Earth 2 is an album that is virtually impossible to review without resort to metaphor and hyperbole. As these are my preferred modes of expression usually, I don't intend to depart from this norm. This is an album that is as much a tactile experience as an auditory one. I imagine the absolute best way to experience it is through a huge Marshall stack at bowel-voiding volume. I can't escape the feeling that there is more going on than you can actually hear, in the same way as the majority of what's happening in the universe is undetectable to the human eye: gamma radiation, x-rays, infra-red light and dark matter all being invisible to us humans, I suspect that there are sonic waves produced by this that are too low a frequency to be heard and instead are felt, just like when the hairs on the back of your neck inexplicably stand up due to some undetected and unsuspected stimulus. It's almost like the album is a black hole's event horizon that once breached, inescapably draws you further into itself, crushing with unimaginably immense gravitational force for the heaviest experience in the universe.

It is ironic that a band called Earth produce music that, better than anything else I have heard, replicates how I imagine the majority of the cosmos would sound if it wasn't in vacuum. Within it's grooves I hear the death of stars and the demolition of galaxies, for what I can only describe as a transcendental and meditative experience. I'm not sure that any other album has ever launched my imagination onto a more vivid journey than Earth 2. I am fortunate that I live on a north-west facing hillside and get to see some fantastic sunsets.
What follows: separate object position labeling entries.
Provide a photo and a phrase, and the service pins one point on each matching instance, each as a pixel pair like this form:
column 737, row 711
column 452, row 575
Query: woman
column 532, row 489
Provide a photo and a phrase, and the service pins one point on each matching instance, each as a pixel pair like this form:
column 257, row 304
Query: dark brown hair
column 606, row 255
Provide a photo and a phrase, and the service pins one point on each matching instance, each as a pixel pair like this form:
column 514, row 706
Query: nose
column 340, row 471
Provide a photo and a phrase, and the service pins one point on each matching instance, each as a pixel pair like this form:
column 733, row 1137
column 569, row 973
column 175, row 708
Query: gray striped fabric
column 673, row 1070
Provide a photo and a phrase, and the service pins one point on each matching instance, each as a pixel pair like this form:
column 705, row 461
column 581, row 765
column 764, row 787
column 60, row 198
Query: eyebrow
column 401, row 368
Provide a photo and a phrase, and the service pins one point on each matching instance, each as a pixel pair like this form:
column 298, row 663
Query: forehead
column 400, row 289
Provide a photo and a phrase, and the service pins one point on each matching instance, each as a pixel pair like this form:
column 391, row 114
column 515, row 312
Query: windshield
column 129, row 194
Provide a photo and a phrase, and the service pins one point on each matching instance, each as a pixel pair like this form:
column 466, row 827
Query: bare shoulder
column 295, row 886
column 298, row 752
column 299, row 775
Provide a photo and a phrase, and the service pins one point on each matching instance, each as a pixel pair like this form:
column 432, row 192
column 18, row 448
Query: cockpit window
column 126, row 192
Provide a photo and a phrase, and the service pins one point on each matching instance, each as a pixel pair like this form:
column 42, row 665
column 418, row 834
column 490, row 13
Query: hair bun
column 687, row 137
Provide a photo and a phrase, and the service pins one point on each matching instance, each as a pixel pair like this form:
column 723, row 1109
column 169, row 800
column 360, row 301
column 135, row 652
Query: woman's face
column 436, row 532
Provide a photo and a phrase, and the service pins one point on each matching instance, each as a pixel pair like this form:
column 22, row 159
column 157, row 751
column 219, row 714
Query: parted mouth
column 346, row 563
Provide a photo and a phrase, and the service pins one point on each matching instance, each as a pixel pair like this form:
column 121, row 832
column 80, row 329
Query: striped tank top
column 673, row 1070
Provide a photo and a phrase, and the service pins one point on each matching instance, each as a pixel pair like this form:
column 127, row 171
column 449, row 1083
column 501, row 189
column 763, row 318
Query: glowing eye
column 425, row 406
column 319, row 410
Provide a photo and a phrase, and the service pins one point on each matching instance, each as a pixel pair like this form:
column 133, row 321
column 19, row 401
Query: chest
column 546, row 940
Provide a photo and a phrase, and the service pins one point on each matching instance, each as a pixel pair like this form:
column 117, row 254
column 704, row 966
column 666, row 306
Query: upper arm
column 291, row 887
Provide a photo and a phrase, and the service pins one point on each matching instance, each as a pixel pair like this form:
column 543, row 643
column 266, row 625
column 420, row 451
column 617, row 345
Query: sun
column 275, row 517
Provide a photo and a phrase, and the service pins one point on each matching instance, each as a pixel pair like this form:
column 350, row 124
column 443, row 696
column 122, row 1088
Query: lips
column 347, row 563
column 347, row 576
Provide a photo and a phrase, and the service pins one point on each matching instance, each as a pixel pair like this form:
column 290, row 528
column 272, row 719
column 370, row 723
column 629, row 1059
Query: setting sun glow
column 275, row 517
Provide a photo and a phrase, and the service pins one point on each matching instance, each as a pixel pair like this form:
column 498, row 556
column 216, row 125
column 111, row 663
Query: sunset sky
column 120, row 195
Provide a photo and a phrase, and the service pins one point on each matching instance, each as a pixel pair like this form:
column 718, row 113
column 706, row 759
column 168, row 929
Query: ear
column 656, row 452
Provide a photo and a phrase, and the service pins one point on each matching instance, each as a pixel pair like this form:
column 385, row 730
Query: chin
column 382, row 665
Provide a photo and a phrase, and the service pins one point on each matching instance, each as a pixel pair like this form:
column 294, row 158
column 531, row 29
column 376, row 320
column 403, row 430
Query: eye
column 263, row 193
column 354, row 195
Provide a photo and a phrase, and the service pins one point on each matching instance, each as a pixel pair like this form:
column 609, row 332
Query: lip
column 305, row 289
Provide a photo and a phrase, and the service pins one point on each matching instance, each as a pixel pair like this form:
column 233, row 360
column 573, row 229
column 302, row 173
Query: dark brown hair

I am already anticipating sitting in a garden chair playing Like Gold and Faceted as the sun begins it's descent below the horizon, and letting the track become the soundtrack to the dying of the day.

Drone metal is absolutely not for everyone and neither is Earth 2. This is atmospheric music that truly is as much sensation as sound. It is very simple and repetitive, but is particularly affecting to those who "get it". Are there any riffs? Not really - well there are, but they are so slowly realised that they appear only as single chords sustained and built upon to amass into nothing less than a natural force. I'm sure there are plenty of people, including fans of doom metal, who find drone in general and Earth2 in particular boring, but for me this album is one of the most profound musical experiences I have ever had. I'm just cursing myself that it took me so long to submit to it's gravity, but I suppose it's better late than never.